You can find one of the many models of spot meters online for usually $100–200 USD. IMO, every graphics programmer and every lighting artist should have one—they’re incredibly handy! More expensive models also exist that have smaller FOVs (for pinpoint accuracy), and better low-light sensitivity—my Minolta bottoms out at about +1 or +2 EV, which limits its usefulness at night.
When used on an emissive surface (a light bulb, a neon sign, the sky) you can put the measured EV directly into the game engine. In combination with the white card in a Macbeth color checker, or just a piece of matte white paper, you can also measure ambient or directional light: just put the white card in the shadow or in sunlight, and point the spot meter at it. If you add a debug command to spawn a virtual white card in your game engine and look at its pixel value in EV, you can then directly compare these measurements with the values generated by lights in the game. For example, if a given light source produces a reading of +8 EV on a white card 3 meters away, you can reproduce this situation in the game engine and thereby infer the appropriate brightness for the light.

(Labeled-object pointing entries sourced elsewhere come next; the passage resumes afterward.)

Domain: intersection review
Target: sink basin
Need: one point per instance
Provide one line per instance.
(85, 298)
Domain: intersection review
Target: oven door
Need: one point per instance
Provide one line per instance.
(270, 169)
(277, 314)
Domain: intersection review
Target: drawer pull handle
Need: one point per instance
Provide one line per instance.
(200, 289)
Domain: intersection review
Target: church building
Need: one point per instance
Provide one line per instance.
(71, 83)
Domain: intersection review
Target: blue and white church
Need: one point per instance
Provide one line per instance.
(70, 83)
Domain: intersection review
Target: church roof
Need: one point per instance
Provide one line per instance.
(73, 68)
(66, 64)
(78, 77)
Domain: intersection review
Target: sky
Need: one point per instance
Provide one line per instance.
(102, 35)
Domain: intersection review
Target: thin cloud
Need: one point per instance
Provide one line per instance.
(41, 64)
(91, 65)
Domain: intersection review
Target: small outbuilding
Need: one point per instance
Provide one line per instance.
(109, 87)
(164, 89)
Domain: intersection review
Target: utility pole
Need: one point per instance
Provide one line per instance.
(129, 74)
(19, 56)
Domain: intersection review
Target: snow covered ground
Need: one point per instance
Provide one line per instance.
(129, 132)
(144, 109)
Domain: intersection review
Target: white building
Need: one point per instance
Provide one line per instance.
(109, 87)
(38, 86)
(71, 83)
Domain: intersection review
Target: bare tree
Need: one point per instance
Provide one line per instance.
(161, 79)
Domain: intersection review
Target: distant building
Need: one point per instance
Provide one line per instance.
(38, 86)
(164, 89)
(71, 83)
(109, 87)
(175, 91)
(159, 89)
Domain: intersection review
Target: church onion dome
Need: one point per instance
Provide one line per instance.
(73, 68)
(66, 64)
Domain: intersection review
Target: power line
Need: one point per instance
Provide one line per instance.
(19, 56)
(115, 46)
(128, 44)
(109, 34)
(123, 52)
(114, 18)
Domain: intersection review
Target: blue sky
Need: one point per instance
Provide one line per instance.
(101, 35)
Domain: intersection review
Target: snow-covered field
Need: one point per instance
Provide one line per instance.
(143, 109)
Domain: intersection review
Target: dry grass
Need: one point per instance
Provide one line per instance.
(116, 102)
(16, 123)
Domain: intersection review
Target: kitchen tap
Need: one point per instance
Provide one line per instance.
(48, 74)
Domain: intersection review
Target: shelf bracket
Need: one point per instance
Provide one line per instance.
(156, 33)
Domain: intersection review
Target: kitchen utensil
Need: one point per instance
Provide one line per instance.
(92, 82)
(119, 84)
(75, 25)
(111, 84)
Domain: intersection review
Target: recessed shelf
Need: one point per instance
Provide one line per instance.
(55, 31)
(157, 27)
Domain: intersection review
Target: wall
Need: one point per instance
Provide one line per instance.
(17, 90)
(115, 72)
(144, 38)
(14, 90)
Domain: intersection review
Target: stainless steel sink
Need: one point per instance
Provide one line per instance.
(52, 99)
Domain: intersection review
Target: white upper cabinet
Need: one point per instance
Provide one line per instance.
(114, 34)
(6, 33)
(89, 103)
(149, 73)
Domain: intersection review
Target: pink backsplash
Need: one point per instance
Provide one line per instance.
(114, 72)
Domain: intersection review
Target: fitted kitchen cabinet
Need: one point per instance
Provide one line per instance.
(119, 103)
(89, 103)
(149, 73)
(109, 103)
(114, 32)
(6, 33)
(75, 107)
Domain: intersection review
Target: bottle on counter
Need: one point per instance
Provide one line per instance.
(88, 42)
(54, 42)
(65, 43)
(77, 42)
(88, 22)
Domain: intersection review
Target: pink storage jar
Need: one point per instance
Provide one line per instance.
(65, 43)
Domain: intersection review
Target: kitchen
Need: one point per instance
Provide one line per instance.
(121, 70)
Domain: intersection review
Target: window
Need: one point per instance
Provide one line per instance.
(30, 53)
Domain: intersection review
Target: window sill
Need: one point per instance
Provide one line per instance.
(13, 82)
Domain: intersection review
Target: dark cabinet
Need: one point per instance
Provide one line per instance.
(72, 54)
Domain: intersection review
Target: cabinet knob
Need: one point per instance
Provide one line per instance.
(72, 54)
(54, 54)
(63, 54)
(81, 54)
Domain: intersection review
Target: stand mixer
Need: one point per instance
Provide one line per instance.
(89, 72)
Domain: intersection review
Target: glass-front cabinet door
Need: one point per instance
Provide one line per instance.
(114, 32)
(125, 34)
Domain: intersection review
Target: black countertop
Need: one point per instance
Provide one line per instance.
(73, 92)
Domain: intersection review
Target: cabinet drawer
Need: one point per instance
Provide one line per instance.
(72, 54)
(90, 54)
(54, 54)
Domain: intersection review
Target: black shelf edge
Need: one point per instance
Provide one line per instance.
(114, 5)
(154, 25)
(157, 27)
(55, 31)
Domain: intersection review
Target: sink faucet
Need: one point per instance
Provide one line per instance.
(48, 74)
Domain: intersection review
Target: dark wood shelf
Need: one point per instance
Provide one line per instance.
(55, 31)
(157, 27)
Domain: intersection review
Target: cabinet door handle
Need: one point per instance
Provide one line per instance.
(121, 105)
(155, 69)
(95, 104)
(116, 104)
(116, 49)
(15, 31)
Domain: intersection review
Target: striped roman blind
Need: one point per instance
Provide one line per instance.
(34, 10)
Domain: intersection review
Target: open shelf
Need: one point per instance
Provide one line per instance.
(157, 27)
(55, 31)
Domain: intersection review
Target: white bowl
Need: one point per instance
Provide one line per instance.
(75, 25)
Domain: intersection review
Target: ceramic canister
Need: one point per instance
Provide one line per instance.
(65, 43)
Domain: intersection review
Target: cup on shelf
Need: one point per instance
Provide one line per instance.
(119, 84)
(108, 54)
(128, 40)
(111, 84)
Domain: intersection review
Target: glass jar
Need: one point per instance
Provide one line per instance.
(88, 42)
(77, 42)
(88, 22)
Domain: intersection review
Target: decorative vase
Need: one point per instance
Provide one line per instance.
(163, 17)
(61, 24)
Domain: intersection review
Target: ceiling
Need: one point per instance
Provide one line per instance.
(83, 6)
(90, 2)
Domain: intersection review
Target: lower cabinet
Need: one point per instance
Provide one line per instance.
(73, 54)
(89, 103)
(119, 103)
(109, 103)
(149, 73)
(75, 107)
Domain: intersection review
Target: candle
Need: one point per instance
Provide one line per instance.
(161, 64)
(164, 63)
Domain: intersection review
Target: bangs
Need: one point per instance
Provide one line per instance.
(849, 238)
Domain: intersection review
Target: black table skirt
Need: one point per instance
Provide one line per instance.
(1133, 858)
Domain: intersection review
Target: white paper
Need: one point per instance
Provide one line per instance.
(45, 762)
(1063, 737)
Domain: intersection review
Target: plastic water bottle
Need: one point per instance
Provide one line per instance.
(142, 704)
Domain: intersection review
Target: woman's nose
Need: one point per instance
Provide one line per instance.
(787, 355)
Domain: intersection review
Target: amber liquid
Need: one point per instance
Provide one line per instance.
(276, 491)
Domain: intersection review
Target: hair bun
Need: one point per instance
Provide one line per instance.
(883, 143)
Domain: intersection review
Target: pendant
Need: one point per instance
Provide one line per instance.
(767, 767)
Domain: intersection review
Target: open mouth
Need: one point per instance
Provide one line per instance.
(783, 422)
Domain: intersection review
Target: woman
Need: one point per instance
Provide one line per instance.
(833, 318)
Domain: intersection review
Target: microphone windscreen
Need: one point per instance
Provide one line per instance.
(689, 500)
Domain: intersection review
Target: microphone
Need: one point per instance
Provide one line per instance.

A test scene with lighting calibrated to match real-world reference like this can then be used as a testbed for other things. Texture artists can use it to help find the right diffuse level for materials (especially important for global illumination, as diffuse color affects bounce light). Post-processing passes like tonemapping, bloom and bokeh DOF can be tuned in the testbed as well.
Conclusion
Artists and coders with a photography background may already have some intuition for EVs—but even if you don’t, taking a few trips around town with a spot meter and a white card will help you get a feel for how bright things really are. Those data will also provide useful reference points for setting up in-game lighting environments.
Making your engine and tools understand EV is the icing on the cake: measured values can be used directly in the game, and EV provides a convenient perceptually-uniform scale for lighting artists to set the brightness of lights and emissive materials. They can also set the overall scene exposure for tonemapping in a manner akin to setting up a shot on a real-world camera.
Photographers have used EV for decades to help tame the vast range of luminances that the human eye can perceive, and game developers can take advantage of this invention for our virtual worlds as well.